Lloviznaba y hacía un poco de frío, se había preparado un café espumoso y la ocasión se prestaba, aunque a la primera pitada se dio cuenta que ya no era lo suyo, el sabor era desagradable. Tiró el cigarro por su balcón y bebió un sorbo del café sintiéndose reconfortado. Pensar que nunca le había gustado el café y luego paulatinamente se fue acostumbrando al punto que ahora le parecía una bebida deliciosa. Tal vez porque los besos de él sabían a café...

Suspiró sentidamente, ¿por qué estaba tan melancólico en primer lugar? ¿Era por el café? ¿Por la noche lluviosa? ¿Por esa dolorosa soledad que le estrujaba el corazón? Después de siete años juntos, de tantas proyecciones, de tantas cosas vividas, de todas esas primeras veces en tantos ámbitos, nunca se imaginó que las cosas se terminarían de un día para el otro. Malos entendidos, peleas, ausencias, reproches, el desgate era tan extenso que había decidido cortar por lo sano, antes que se derrumbara del todo, antes de que su paraíso se volviera un total infierno, decidió terminar. Le había llamado cobarde, pero lo cierto es que no quería llegar a ese punto en que ambos terminarían odiándose. Hasta ahora había sobrevivido a la indiferencia y la frialdad, pero no podría haberlo hecho si se seguían lastimando.

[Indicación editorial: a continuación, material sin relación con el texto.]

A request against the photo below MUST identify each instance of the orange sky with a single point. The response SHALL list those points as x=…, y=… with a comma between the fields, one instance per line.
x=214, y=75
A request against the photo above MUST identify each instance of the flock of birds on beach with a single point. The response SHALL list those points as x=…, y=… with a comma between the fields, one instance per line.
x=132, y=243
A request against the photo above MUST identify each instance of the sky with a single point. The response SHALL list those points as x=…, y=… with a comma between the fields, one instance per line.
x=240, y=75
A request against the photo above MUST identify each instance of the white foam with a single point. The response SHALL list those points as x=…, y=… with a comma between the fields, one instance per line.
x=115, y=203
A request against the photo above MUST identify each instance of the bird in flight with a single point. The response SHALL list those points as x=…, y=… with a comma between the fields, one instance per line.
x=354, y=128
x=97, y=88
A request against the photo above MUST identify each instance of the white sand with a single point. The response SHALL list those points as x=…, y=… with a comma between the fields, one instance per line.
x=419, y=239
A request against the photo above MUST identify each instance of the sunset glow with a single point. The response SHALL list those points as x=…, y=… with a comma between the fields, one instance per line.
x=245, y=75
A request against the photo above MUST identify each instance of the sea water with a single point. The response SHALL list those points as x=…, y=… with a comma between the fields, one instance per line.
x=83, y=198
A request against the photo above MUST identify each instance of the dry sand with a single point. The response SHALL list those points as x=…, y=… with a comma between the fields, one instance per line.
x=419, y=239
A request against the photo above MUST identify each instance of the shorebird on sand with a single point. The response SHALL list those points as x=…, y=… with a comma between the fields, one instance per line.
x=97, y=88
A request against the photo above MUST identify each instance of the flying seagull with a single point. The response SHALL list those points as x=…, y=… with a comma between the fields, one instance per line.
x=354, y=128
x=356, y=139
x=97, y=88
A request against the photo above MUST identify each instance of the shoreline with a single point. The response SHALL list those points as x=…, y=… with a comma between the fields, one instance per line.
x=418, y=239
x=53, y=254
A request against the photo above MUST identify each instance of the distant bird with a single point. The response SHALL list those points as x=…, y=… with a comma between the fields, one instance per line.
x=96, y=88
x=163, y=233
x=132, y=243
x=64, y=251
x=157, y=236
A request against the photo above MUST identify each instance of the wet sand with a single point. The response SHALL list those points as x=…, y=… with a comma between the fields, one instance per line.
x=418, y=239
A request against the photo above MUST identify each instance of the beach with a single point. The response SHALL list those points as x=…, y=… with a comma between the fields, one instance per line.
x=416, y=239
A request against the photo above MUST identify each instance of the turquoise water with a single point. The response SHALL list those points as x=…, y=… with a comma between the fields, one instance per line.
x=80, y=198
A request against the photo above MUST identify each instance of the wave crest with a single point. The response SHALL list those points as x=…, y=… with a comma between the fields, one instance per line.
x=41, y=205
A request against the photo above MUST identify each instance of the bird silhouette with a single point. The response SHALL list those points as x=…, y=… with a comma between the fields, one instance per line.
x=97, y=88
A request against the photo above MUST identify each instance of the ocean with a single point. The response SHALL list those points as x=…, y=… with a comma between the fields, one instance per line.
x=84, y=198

Fue tan doloroso ver cómo los ojos de su amado se iban apagando, que lo evitaban, el amor se iba agotando como la batería de un celular y no quiso a esperar que llegara a cero, por eso aunque había dolido mucho había decidido cortar de raíz la relación. Había un problema, el departamento que habitaba ahora era un inmueble que habían comprado en común, así que estaba a la venta desde hacía dos años, porque debían dividirse el monto. Era tan triste, por las tardes caminaba por la cocina y miraba los muebles lacados que habían hecho a medida, invirtiendo muchas horas para aprender como carajos se hacía una restauración como pintar, barnizar y demás. Tanto esfuerzo, habían elegido juntos hasta las manijas de los mismos, cada pequeño detalle había sido en conjunto, pensando en arreglar el lugar y convertirlo en el hogar de sus sueños, en su nido de amor.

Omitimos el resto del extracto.